But this commercial “kid brother” of the nuclear bomb grew slowly. While the military spawned dozens of nuclear-powered submarines – a lucrative market for nuclear vendors like Westinghouse – the first flush of nuclear enthusiasm procuded mostly small research reactor sales in the United States. Power reactor sites in the U.S. were stalled during the late 1950s by the debate over private-versus-public atomic power. It was the European stampede for nuclear power known as “Eurotom” (or European Atomic Energy Community, founded in 1957) that provided the first great opportunity for U.S. nuclear vendors – an opportunity precluded at home by political forces and economic constraints. This story was repeated in Asia in the 1970s.
From their European springboard, the U.S. light water reactor manufacturers plunged aggressively into the U.S. market, beginning with the Oyster Creek General Electric plant in 1963 (Note: it remains the oldest operating nuclear power plant in the U.S., and shares the same design share as the reactors at the Fukushima Daiichi complex). This project was quickly followed up by eight more “loss leader” plants where vendors charged buyers less than cost to establish a market. From the turnkey market, the industry leapt to the “bandwagon” market, with U.S. utilities jostling to place 104 orders between 1966 and 197o. After 1962, the U.S. industry moved quickly to adopt partners overseas. In Japan, GE licenced Toshiba (which built the Fukushima reactors using GE technology) and Hitachi. In France, Westinghouse licensed Framatone…
Then it happened: the Bandwagon crashed into a wall of anti-nucleaer action, safety regulations, escalating cost, declining electricity demand, utility generating over-capacity and technological failure – all culminating in Three Mile Island in 1979…A wave of order cancellations and deferrals hit the industry in the stomach.
Since then, the U.S. industry has never been the same – and has looked overseas, in countries like Japan, South Korea and now China, for its sales. In a sign of the times, Westinghouse, once the biggest name in the nuclear industry, was sold in 2006 to Japan’s Toshiba, the maker of the Fukushima reactors.

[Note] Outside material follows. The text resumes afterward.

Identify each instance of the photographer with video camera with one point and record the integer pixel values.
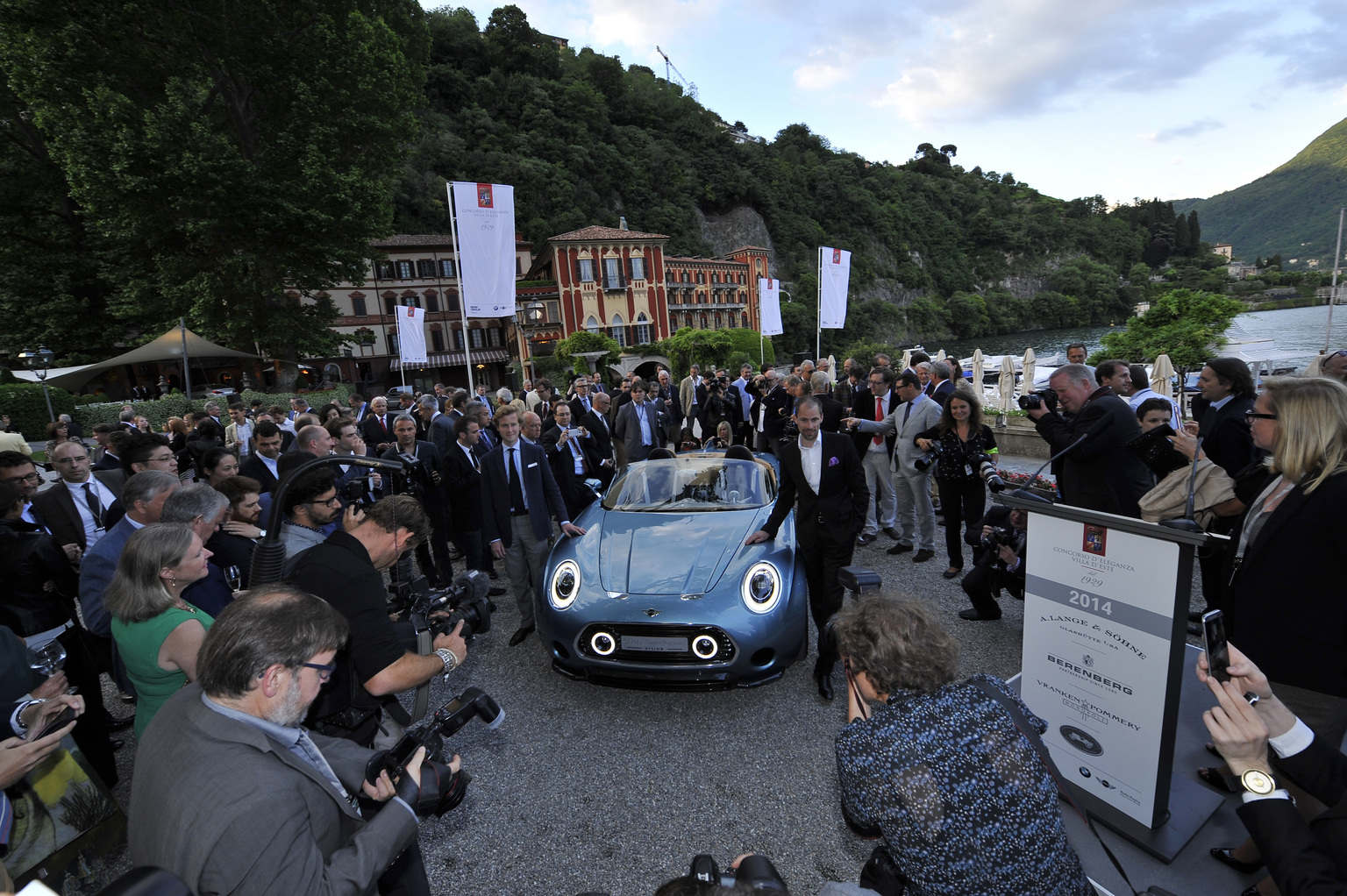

The current state of the Japanese nuclear industry. Japan’s first commercial reactor began operating in 1966, and nuclear energy has been a national priority since 1973. Currently, the country’s 55 reactors provide some 30 percent of Japan’s electricity. That figure is expected to increase to at least 40 percent by 2017, according to the World Nuclear Association, an industry group (the source of the graphic to the left – click here for a CNIC map of all nuclear power projects in Asia).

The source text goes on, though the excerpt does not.